This guide walks you through building a complete automated reporting pipeline. You will connect to data sources, build dynamic HTML templates, generate PDFs through the LightningPDF API, and schedule reports to run automatically. Code examples are provided in Python and Node.js.

Why Automate Report Generation?

The Cost of Manual Reporting

Consider a SaaS company that sends monthly performance reports to 500 clients. Each report requires pulling metrics from the database, formatting tables and charts, adding the client's branding, and exporting to PDF. If each report takes 10 minutes to produce manually, that is over 83 hours of labor every month -- more than two full-time work weeks dedicated to a task that a script can handle in minutes.

Beyond the time cost, manual reporting introduces errors. A misplaced decimal, an outdated chart, or a copy-paste mistake in one report undermines credibility.

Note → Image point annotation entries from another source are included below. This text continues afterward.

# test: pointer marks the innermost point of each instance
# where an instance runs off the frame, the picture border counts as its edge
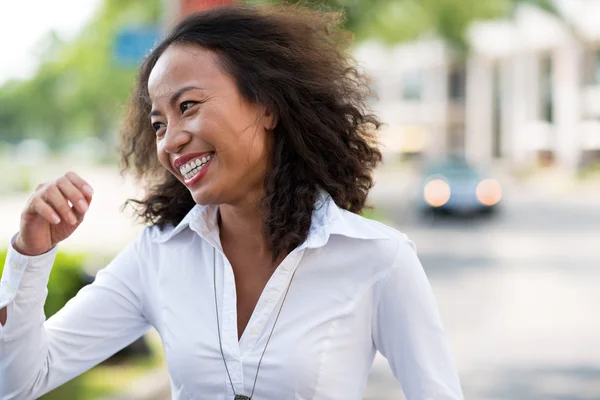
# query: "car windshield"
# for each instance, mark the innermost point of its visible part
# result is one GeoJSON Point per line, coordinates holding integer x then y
{"type": "Point", "coordinates": [453, 168]}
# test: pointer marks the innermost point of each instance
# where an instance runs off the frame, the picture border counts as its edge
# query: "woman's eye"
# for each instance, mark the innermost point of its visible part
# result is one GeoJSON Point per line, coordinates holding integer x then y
{"type": "Point", "coordinates": [186, 105]}
{"type": "Point", "coordinates": [157, 125]}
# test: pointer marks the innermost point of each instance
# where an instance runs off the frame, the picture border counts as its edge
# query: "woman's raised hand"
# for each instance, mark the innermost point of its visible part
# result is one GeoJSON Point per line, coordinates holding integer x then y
{"type": "Point", "coordinates": [52, 214]}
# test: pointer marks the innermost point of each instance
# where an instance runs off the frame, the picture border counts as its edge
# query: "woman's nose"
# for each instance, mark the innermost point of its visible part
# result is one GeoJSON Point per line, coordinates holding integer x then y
{"type": "Point", "coordinates": [175, 139]}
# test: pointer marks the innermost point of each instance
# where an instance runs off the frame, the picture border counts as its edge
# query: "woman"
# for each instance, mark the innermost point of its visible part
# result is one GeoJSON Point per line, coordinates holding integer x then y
{"type": "Point", "coordinates": [250, 128]}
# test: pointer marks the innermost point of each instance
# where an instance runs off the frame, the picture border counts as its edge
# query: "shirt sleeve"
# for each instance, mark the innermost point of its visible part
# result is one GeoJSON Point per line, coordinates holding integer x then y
{"type": "Point", "coordinates": [408, 332]}
{"type": "Point", "coordinates": [38, 355]}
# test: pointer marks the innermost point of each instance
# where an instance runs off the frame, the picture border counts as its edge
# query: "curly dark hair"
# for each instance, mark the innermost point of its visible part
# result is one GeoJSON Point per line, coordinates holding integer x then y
{"type": "Point", "coordinates": [293, 61]}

When a client questions a number, tracking down the source of the error in a manually assembled document is painful.

What Automated Reporting Gives You

  • Consistency: Every report follows the exact same template, formatting, and calculation logic.
  • Speed: Generate hundreds of reports in minutes instead of days.
  • Accuracy: Data flows directly from the source into the report with no manual transcription.
  • Timeliness: Schedule reports to generate and deliver automatically, never missing a deadline.
  • Audit trail: Every report is generated from a known data query at a known time, making discrepancies easy to trace.

Common Use Cases

Here's where automated reports show up:

  • SaaS analytics: Monthly usage reports for customers showing API calls, storage, active users
  • Financial services: Portfolio performance reports, transaction summaries, compliance documents
  • E-commerce: Sales reports, inventory summaries, supplier performance reviews
  • Healthcare: Patient visit summaries, lab result reports, billing statements
  • Education: Student progress reports, course completion certificates, attendance records
  • Marketing: Campaign performance reports, SEO audits, social media analytics

Connecting to Data Sources

Before you can generate a report, you need to pull the data that populates it. Here are the most common patterns.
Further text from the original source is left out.